Thursday, February 9, 2012

Maxillary sinusitis: classification and microbiology

Maxillary sinusitis: classification and microbiology


Maxillary sinusitis refers to the inflammation and infection of the maxillary sinuses. The sinusitis is categorized based on its etiology and symptom duration. According to etiology, the maxillary sinusitis could be of odonotgenic and non-odontogenic origin. Just 10% of all maxillary sinusitis cases are of odontogenic origin. Non-odontogenic factors, such as allergic reactions and infections of the upper respiratory tract, are primary cause of the sinusitis. Based on duration of the sinus infection’s symptoms, infectious maxillary sinusitis is divided into two (2) categories: acute and chronic.  

Acute maxillary sinus infection’s symptoms, such as purulent nasal discharge accompanied by facial fullness, pressure or pain, and / or nasal congestion, last up to twenty-one (21) days. However, chronic maxillary sinus infection’s symptoms persist for more than two and a half months.

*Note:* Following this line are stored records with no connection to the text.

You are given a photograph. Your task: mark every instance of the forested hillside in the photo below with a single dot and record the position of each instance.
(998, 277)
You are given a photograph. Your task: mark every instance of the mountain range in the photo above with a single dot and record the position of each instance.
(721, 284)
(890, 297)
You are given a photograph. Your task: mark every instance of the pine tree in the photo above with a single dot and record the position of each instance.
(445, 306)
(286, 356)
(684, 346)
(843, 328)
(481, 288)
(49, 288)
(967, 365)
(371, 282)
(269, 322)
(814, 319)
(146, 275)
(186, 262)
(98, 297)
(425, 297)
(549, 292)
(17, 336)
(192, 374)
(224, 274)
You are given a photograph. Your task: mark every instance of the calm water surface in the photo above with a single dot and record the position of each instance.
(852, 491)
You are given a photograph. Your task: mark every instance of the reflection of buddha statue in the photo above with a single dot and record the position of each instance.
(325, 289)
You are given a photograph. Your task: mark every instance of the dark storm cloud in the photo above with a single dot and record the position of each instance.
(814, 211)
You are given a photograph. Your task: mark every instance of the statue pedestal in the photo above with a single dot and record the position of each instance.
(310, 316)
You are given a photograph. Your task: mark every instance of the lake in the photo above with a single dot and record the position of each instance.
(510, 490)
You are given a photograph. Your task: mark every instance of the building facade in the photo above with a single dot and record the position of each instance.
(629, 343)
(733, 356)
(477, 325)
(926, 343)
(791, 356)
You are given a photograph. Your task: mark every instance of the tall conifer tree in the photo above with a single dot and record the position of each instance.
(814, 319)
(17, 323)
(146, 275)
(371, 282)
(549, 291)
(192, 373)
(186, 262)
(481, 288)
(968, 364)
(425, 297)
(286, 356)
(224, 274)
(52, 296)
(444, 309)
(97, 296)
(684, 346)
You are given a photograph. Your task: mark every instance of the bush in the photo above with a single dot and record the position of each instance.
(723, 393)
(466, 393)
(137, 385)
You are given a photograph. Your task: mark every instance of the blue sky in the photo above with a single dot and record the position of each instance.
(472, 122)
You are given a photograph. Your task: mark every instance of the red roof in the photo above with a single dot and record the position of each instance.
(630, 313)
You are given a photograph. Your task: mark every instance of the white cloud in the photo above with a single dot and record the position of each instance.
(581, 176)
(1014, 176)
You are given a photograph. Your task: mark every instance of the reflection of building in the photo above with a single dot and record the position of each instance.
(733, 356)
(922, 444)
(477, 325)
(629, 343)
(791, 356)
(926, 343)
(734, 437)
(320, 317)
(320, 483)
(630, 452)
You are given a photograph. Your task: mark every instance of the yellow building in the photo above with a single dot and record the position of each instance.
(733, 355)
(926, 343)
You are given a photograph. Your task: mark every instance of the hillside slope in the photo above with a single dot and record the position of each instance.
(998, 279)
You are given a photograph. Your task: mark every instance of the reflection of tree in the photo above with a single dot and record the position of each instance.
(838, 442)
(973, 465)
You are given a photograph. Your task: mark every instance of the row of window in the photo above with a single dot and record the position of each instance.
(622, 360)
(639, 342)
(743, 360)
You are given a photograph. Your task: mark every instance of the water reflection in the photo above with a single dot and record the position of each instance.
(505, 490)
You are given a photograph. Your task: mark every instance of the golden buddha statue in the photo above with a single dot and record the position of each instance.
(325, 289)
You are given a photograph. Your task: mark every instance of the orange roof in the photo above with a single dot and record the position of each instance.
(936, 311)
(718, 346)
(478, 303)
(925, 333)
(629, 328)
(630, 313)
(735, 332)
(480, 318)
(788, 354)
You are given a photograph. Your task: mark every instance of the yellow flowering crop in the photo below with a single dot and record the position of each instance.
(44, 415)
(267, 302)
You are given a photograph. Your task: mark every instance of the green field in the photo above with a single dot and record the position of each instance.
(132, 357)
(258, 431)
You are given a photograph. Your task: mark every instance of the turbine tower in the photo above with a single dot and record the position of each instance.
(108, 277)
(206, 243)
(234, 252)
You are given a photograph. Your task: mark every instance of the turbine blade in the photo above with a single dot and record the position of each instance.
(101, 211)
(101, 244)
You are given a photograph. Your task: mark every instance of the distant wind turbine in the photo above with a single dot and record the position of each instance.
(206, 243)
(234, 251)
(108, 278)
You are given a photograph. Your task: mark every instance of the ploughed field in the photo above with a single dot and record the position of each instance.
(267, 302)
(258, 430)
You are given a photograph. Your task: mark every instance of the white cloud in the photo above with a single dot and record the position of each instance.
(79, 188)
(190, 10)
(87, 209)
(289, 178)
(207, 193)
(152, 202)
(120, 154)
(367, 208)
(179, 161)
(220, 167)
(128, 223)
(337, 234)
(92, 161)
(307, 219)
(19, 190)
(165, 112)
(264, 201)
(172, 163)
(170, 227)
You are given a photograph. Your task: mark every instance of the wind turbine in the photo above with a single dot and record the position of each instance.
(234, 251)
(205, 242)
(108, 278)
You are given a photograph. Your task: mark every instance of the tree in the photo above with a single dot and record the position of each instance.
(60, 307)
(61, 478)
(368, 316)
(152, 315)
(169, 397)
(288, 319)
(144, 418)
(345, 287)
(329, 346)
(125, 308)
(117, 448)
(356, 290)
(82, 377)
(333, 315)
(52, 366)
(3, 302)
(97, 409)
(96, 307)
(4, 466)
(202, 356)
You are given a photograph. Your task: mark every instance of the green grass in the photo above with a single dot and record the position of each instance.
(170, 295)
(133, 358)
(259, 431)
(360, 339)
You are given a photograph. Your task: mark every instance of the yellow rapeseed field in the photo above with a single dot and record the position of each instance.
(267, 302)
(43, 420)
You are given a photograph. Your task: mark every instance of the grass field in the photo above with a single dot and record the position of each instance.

An array of bacterial pathogens causes maxillary sinusitis. The pathogen pattern may vary with individual characteristics of the patient and chronicity of the disease. The primary cause of acute sinus infection is facultative and aerobic organisms, whereas gram-negative rods and anaerobes are mainly responsible for chronic sinus infection.
Several studies focusing on the maxillary sinus microbiology have been conducted, as it is quite safe and easy to access the sinus. Thorough knowledge of bacteriology of maxillary sinusitis will facilitate accurate and successful therapy with a little side effect. For example, the bacteriology study helps in limiting the misuse of antibiotics.
The bacteriological analysis of the sinus also enables documentation of antibiotics and surgical processes’ effectiveness, helping in developing novel therapies. Scientists use both traditional and modern methods and techniques to investigate the bacteria profile. For instance, earlier, the contents of the sinus were only sampled directly, whereas today the direct sample analysis is studied with findings of the minimally invasive procedures using state-of-the-art endoscopic technology.
Prior to the discovery of endoscopes, the maxillary sinus was punctured through the inferior meatus or canine fosa to collect the cultures. However, the traditional procedure not only creates discomfort but also has many other limitations. With the launch of sinonasal endoscopy technology in the1980s, endoscopically guided middle meatus (EGMM) cultures became a reality. A small wire tipped with calcium alginate is used for swabbing the meatus under endoscope.

During comparison of EGMM and maxillary sinus puncture (MSP) cultures, it is found out that the former has higher sensitivity and specificity than the latter.  In fact, after some practice, doctors can obtain EGMM cultures easily, and thereby reducing contamination risk, chances of morbidity and discomfort level in patients.